The ripple effects beyond the dealership
When a larger share of household income is locked into a fixed car payment, the consequences spread. There is less room for emergency savings, retirement contributions, and the kind of discretionary spending that supports local businesses. The Federal Reserve has acknowledged this dynamic through its Fed Listens outreach sessions, where officials have heard directly from communities about how higher borrowing costs hit lower-income families hardest.
There is also a feedback loop with vehicle values. Borrowers who finance close to the full sticker price on a long-term loan can quickly find themselves “underwater,” owing more than the car is worth. If they need to sell or trade in, the gap must be covered out of pocket or rolled into the next loan, perpetuating the cycle of rising balances. Cox Automotive has estimated that negative equity affected roughly one in four trade-ins during 2025, a share that tends to grow as loan terms lengthen.

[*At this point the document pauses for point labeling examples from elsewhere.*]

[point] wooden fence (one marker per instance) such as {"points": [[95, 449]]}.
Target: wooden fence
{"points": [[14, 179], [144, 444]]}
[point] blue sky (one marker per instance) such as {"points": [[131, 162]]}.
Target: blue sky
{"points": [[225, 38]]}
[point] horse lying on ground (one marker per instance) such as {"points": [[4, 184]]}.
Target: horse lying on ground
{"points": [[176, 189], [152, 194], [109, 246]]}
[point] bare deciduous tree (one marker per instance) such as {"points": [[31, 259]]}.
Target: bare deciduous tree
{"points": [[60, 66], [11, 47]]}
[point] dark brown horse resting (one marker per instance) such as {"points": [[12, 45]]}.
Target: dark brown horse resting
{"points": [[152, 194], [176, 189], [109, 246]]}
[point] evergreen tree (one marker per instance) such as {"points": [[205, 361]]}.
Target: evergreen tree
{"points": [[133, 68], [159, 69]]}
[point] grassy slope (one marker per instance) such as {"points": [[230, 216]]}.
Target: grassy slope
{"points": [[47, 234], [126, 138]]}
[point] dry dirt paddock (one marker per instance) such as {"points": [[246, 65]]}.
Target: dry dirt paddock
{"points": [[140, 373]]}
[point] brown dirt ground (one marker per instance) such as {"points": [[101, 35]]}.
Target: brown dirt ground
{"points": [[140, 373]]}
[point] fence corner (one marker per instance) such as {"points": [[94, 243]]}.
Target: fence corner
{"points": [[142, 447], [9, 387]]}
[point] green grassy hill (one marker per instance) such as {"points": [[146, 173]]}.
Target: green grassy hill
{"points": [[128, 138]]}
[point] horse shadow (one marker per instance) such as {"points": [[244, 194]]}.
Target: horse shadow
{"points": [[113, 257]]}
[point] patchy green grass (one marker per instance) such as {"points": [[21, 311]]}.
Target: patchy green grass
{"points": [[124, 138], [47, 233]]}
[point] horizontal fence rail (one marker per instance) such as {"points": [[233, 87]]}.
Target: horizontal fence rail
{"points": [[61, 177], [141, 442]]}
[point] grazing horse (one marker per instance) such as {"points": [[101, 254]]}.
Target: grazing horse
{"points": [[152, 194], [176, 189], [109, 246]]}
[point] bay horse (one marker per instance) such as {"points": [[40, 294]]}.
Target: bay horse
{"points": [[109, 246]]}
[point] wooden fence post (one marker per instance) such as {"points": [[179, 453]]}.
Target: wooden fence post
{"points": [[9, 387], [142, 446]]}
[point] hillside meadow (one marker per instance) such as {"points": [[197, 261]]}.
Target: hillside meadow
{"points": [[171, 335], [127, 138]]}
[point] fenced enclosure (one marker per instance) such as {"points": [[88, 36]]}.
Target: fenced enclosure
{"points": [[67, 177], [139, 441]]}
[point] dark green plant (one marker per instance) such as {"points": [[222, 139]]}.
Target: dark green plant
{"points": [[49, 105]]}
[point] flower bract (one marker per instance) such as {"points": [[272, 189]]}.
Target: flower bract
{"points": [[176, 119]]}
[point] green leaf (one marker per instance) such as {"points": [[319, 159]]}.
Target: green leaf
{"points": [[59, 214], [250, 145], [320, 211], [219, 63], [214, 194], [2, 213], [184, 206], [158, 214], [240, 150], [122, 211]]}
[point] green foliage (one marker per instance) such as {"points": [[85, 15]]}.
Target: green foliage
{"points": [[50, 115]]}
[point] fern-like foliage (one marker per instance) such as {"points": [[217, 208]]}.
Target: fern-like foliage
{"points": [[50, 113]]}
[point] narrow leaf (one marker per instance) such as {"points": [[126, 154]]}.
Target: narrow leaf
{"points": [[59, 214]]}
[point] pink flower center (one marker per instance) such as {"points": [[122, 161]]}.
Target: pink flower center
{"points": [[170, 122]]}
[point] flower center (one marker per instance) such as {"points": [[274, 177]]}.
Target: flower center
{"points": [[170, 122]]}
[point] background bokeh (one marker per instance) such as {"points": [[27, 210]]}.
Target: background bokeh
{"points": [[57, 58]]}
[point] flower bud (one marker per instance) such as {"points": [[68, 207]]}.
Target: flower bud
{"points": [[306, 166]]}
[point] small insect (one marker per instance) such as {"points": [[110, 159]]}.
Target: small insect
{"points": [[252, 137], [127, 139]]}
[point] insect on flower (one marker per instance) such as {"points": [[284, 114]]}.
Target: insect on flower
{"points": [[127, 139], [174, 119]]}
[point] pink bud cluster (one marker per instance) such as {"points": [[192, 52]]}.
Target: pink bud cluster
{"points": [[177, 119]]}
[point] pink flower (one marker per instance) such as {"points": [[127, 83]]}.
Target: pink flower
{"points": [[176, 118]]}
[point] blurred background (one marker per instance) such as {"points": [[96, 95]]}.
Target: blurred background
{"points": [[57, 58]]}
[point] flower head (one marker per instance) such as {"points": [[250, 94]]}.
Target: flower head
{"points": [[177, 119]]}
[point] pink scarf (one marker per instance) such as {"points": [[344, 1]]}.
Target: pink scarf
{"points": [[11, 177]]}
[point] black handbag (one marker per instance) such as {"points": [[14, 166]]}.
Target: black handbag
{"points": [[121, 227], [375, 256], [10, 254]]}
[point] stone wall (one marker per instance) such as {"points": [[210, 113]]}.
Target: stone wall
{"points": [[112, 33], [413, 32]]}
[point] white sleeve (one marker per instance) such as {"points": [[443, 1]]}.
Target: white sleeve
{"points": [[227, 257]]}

Rising auto debt does not automatically signal a systemic crisis. Part of the increase reflects population growth, a shift toward pricier vehicle segments, and broader access to credit. But the margin for error in many household budgets is razor-thin, and the combination of record balances, elevated rates, and four-figure monthly payments is a legitimate source of financial strain, especially for subprime and near-prime borrowers who have the fewest cushions to absorb a shock like a job loss or a major repair bill.
How to protect yourself in a $773-a-month market
Borrowers still have levers to pull, even in a market this expensive.
Get your financing lined up before you walk onto a lot. A pre-approved rate from a credit union or bank gives you a baseline to negotiate against. Dealer-arranged financing can be competitive, but it can also carry markups that add hundreds of dollars a year in interest. Having an alternative in hand shifts the leverage.
Keep the loan term at 60 months or shorter. Yes, a five-year loan means a higher monthly payment than a six- or seven-year term. But it dramatically reduces total interest costs and lowers the risk of going underwater. If you cannot afford the monthly payment on a 60-month loan, that is a strong signal the vehicle is too expensive.
Target a total monthly obligation, not just the car payment. Insurance premiums have surged alongside vehicle prices. Factor in coverage, fuel, and maintenance, then aim to keep the combined number below 10% to 15% of your take-home pay.
Look into refinancing if you locked in during the rate peak. Borrowers who signed loans when rates were at their highest may find better terms now, particularly those with strong credit scores. Even a modest rate reduction on a shorter term can save thousands over the life of the loan. Borrowers with average credit should still shop around; lenders compete aggressively for refinance business.
A record balance with no clear ceiling
The $1.68 trillion figure is a milestone, but there is little on the horizon to suggest it will be the peak. Vehicle prices have shown no sign of retreating to pre-pandemic levels. Interest rates, while potentially easing later in 2026 if the Federal Reserve resumes cuts, are unlikely to return to the sub-3% territory that made car payments feel painless a few years ago. And the American preference for large, well-equipped trucks and SUVs continues to push average transaction prices higher.
What that means in practical terms: the cost of putting an American behind the wheel has never been higher, the financial commitments that come with it have never been larger, and the households absorbing those payments have less margin than they have had in years. The car may still be a necessity for most of the country, but financing one has become a financial event that deserves the same scrutiny as signing a lease on an apartment or choosing a health insurance plan.